Under the cover of a thunderous night sky, a heavily armed and masked Colombian troop commander issues a hushed warning: "The only thing I ask for is quiet. They have drones, it's dangerous." This was the tense start to a night mission with Sky News into the heart of cartel territory, right on the volatile border between Colombia and Venezuela.
A Perilous Night Mission in Cucuta
The operation unfolded in the city of Cucuta, a critical transit hub for both legal goods and illegal commodities like weapons and cocaine. The soldiers, from the Mechanised Cavalry Regiment of the Colombian Army, were acting on intelligence that a shipment of arms and drugs was moving between the two nations.
Moving on foot through abandoned slums, illuminated only by occasional streetlights, the squad fanned out. The only signs of life were barking dogs, spooked by their presence. The troops warned against getting too close to buildings, as cartel gunmen often use them for ambushes.
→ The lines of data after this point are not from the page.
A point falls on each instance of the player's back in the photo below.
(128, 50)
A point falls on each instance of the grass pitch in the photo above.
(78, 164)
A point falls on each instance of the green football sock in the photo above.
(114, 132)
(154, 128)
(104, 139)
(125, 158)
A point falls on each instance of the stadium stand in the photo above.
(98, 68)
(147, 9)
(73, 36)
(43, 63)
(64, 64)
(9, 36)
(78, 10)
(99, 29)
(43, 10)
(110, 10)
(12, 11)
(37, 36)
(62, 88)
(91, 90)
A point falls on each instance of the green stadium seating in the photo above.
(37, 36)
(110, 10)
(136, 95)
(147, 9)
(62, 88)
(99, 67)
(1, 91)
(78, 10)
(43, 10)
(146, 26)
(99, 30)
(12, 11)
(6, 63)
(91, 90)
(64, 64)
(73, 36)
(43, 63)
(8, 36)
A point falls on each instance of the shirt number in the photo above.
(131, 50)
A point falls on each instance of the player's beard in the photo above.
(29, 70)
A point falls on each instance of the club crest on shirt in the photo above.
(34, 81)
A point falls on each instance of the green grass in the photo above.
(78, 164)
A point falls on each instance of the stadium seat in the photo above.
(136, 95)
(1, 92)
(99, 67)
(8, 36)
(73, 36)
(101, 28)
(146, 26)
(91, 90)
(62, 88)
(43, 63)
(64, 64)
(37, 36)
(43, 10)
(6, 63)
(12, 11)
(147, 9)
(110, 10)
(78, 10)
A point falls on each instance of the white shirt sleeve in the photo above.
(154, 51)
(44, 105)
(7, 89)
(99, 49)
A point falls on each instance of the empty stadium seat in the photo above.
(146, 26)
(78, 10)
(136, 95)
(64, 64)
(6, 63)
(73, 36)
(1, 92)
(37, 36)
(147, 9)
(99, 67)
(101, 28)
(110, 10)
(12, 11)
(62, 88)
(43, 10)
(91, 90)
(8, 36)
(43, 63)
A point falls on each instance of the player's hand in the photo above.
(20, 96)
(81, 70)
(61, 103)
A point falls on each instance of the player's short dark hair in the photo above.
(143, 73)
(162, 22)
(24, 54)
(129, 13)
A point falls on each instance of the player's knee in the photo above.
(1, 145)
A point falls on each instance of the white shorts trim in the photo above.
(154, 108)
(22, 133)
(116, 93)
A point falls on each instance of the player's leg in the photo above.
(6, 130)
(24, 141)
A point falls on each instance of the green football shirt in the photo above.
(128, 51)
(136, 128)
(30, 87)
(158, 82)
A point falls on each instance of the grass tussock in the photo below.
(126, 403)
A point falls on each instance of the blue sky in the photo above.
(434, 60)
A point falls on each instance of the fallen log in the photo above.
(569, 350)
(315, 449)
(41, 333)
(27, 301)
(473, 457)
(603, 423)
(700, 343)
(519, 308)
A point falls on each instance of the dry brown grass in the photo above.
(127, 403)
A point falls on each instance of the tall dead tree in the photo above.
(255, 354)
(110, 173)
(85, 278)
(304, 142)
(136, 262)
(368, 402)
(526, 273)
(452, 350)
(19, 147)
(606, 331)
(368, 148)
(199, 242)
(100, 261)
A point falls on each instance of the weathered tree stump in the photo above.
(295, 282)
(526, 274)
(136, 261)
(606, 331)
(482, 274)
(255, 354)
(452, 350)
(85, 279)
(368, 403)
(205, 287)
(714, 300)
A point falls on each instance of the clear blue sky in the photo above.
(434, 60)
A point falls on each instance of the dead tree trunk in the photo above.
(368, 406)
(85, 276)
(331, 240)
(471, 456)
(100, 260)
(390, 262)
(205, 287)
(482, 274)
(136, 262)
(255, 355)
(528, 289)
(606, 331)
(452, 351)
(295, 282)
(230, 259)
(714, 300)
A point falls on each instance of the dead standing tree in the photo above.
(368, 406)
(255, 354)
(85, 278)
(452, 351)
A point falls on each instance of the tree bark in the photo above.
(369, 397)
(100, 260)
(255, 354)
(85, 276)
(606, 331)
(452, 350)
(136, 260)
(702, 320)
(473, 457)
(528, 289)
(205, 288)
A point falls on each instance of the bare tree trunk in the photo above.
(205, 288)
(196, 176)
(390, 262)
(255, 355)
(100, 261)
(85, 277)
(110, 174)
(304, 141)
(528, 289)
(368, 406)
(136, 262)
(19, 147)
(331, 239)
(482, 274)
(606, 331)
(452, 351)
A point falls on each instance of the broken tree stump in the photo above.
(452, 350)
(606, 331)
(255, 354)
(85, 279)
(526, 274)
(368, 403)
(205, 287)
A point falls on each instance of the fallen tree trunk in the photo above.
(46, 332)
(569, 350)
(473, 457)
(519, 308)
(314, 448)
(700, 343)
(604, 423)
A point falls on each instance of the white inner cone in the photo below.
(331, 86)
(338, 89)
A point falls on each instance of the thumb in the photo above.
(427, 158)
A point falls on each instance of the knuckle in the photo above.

Any movement in this ghost town was immediately assumed to be gang-related.
The mission led the team towards the river dividing the two countries. At one point, torchlights were spotted roughly 50 metres away, prompting everyone to take cover. After several tense minutes, the lights vanished. Following a tip from an informant who had crossed into Venezuela and back, the team found no activity and were forced to withdraw empty-handed.
The Industrial Scale of the Cocaine Trade
While this specific raid yielded nothing, the unit's commander explained the unpredictable nature of their work. "Sometimes we go to find weapons and maybe find drugs or explosives... in Colombia the war has changed," he told Sky News. This unit has been highly successful, having seized six tonnes of cocaine so far this year.
Videos shared with the crew revealed the staggering, industrial scale of the operations they disrupt. One showed a massive jungle cocaine lab, abandoned just before the army's arrival. The facility contained huge drums of precursor chemicals and microwaves still holding "bricks" of processed cocaine. Hundreds of thousands of dollars' worth of the drug was left behind, alongside shovel-loads of product ready to be pressed into kilo blocks for the global market, notably the lucrative United States.
The Daunting Challenge of a Porous Border
Lieutenant Colonel Juan Camilo Mazo, commander of Cavalry Group 5, is tasked with securing this sector. He highlighted the immense difficulty of policing the long, open, and largely unfenced border. Intelligence is paramount, as without it, finding traffickers in the vast terrain is nearly impossible.
The flow of people and vehicles is constant, both at official crossings and numerous informal points. Lt. Col. Mazo stated there are at least 50 illegal crossing points in his sector alone, making the interception of drug shipments extremely challenging. The threat is compounded by well-organised cartels and the growing involvement of terror groups collaborating with the narcos.
At a tense spot along the borderline, which appears as nothing more than an open field, Mazo revealed he had been involved in a shootout there previously. "It's very dangerous, we can only stay a few minutes," he said. The operation in Cucuta sits at the heart of a broader Latin American drug war initiative, with the region's role as a major producer and transit point for cocaine coming under intense international scrutiny.